Abstract
The application of Next-Generation Sequencing for studying the genetics of papillary thyroid carcinomas (PTC) has recently revealed new somatic mutations and gene fusions as potential new tumor-initiating events in patients without any known driver lesion. Gene and miRNA expression analyses defined clinically relevant subclasses correlated to tumor progression. In addition, it has been shown that tumor driver mutations in BRAF, and RET rearrangements - altogether termed “BRAF-like” carcinomas - have a very similar expression pattern and constitute a distinct category. Conversely, “RAS-like” carcinomas have a different genomic, epigenomic, and proteomic profile. These findings justify the need to reconsider PTC classification schemes.
Keywords: gene rearrangements, mutations, Next generation sequencing, papillary thyroid carcinoma, RNA-Sequencing
1
Thyroid carcinomas represent one of the most common malignancies of the endocrine system1 and the incidence has increased 3-fold over the past 30 years. The vast majority of thyroid cancer (more than 95%) derives from follicular cells.2-4 Well-differentiated tumors of this gland include papillary (PTC) and follicular (FTC) histotypes.2-4 The former accounts for about 90% of all thyroid carcinomas. Conversely, anaplastic carcinomas (ATC) are undifferentiated and very rare (2–5% of cases). The ATC are extremely aggressive and insensitive to conventional radiotherapy and chemotherapy.5,6 The major risk factor for PTC is the exposure to ionizing radiations. Indeed, Hiroshima and Nagasaki survivors, patients treated in the 1950's with head and neck irradiation to cure thymic hyperplasia or mycotic infections, as well as children in Belarus and Ukraine (after the nuclear disaster of Chernobyl in 1986), exhibited an increased PTC incidence.7 Genetic factors, other than the environmental ones, play a key role in thyroid carcinogenesis.

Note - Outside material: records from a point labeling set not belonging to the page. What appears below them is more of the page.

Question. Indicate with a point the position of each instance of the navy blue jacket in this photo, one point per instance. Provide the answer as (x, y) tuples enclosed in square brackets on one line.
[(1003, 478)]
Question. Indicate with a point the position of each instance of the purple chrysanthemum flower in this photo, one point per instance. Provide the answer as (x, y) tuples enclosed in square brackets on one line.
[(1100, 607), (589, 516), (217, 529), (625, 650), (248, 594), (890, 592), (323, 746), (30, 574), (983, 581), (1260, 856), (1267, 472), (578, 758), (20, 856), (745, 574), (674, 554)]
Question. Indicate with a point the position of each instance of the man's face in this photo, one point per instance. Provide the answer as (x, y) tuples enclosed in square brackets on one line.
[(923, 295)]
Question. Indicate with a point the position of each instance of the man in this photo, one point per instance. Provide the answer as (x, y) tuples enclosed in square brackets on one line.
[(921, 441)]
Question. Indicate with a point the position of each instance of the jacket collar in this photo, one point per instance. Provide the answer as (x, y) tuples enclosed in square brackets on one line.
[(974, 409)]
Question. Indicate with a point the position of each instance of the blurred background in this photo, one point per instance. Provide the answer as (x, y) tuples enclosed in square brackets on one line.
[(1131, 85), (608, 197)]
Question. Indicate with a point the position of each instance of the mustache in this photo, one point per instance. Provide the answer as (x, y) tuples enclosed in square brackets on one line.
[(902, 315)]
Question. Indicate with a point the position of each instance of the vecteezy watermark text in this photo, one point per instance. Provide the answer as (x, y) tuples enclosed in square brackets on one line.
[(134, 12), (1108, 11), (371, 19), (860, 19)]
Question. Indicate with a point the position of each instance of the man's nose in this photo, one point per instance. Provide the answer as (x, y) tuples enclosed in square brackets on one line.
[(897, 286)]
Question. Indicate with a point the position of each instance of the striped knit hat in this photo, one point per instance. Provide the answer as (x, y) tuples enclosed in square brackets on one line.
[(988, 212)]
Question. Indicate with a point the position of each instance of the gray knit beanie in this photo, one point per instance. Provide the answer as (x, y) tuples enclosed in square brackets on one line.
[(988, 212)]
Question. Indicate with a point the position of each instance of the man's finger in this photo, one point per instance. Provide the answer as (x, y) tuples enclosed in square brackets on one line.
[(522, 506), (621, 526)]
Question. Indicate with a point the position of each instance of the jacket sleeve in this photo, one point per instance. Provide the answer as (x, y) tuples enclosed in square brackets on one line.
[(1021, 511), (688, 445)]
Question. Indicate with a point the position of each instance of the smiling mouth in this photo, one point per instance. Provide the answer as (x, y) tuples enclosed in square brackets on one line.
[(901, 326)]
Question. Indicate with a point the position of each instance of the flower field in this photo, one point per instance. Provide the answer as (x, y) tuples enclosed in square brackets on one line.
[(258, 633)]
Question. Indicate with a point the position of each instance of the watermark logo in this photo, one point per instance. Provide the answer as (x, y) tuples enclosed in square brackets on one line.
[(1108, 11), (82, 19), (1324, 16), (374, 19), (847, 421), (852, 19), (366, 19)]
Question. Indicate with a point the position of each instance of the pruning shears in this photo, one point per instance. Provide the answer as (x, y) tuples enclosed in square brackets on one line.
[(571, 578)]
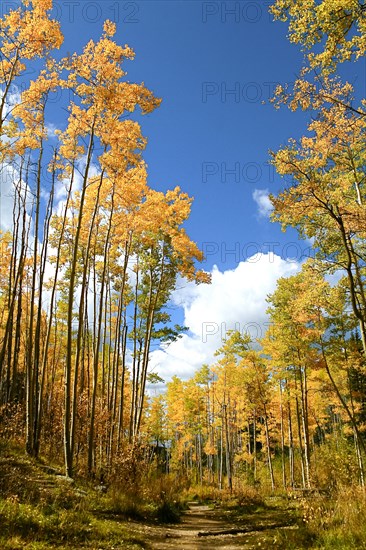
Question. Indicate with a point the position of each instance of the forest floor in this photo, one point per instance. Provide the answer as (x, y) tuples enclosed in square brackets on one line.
[(206, 526), (40, 509)]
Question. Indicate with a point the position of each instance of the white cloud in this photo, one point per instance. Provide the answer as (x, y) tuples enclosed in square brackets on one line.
[(236, 299), (261, 197)]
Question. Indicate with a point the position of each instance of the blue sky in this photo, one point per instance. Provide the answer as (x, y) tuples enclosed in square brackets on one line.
[(215, 65)]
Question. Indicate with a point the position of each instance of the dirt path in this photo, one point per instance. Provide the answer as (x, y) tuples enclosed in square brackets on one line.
[(205, 527)]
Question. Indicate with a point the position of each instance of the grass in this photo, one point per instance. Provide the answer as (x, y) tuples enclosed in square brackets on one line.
[(40, 510)]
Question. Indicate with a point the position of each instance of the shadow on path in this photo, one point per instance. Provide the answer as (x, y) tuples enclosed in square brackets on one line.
[(205, 527)]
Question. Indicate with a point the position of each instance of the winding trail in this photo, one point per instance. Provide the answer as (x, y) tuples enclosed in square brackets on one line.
[(205, 527)]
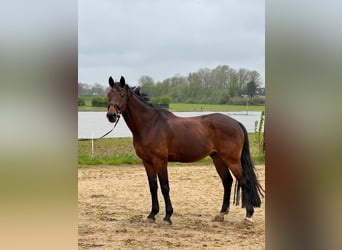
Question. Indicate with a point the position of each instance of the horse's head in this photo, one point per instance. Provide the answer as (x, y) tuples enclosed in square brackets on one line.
[(117, 99)]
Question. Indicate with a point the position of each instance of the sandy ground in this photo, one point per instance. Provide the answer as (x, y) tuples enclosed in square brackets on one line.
[(113, 203)]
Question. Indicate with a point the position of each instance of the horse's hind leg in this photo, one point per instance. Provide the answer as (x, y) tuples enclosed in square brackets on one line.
[(236, 168), (227, 181), (152, 181)]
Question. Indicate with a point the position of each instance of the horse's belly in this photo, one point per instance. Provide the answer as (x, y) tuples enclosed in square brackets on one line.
[(188, 155)]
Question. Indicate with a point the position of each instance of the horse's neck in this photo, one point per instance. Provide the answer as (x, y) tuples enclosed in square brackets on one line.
[(138, 115)]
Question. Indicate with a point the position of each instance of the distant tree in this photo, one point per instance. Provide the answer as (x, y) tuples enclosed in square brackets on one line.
[(145, 79), (251, 88), (84, 89)]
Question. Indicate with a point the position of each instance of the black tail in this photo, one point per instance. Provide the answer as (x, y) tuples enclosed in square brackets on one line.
[(251, 186)]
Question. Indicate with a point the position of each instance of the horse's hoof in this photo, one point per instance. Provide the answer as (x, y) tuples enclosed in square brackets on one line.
[(219, 217), (166, 222), (248, 221), (150, 220)]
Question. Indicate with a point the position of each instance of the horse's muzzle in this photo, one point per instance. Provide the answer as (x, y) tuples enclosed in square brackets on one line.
[(112, 117)]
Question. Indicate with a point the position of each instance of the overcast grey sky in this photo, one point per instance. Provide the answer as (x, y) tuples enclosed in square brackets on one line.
[(162, 38)]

Familial forms of thyroid neoplasia associated with tumor syndromes are caused by known germline mutations.8 In addition, common variants in FOXE1 and NKX2 genes have been recently associated to an increased risk (5.7-fold) of both PTC and FTC.9 Non-familial PTC forms are caused by mutations and rearrangements in oncogenes. In particular, mutually exclusive mutations in genes belonging to the mitogen-activated protein kinase (MAPK), such as RET, TRK, RAS and BRAF, have been found in about 70% of PTC cases.10-12 Rearrangements of RET proto-oncogene - with the fusion of its tyrosine kinase (TK) domain with other genes resulting in its constitutive activation - have been found in about 30% of PTCs.13 In the remaining PTC cases, specific point mutations in BRAF (V600E) and RAS genes (K-RAS, H-RAS and N-RAS) have been identified.10,11 Nonetheless, no oncogene mutations have been reported in about 25–30% of PTCs (defined as “dark matter”).
The introduction of Next-Generation Sequencing (NGS) technologies has significantly expanded our view about cancer genetics.14,15 Recent NGS-based studies have explored the mutational landscape and gene expression profiles of PTCs.16-19 Smallridge and colleagues16 performed RNA-Seq to identify genes differentially expressed between BRAF- and not BRAF-mutated PTCs. They found that about 10% of these genes (i.e., more than 50) were related to immune functions. Through NGS they also identified 4 high-confidence fusion transcripts in PTC samples (i.e., CKLF3-CMTM4, ETV6-NTRK3, MKRN1-BRAF and PPIP5K1-CATSPER2). Notably, CKLF3-CMTM4, ETV6-NTRK3, MKRN1-BRAF gene fusions have been found in 3 different not BRAF-mutated PTC samples, indicating that these may potentially represent new driver events, although with a very rare occurrence.
Similarly, Leeman-Neill and colleagues18 carried out RNA-Seq to identify new chromosomal rearrangements correlated to ionizing radiations. They found that ETV6-NTRK3, RET/PTC and PAX8-PPARG rearrangements are significantly more common than point mutations in PTCs associated with exposure to 131I.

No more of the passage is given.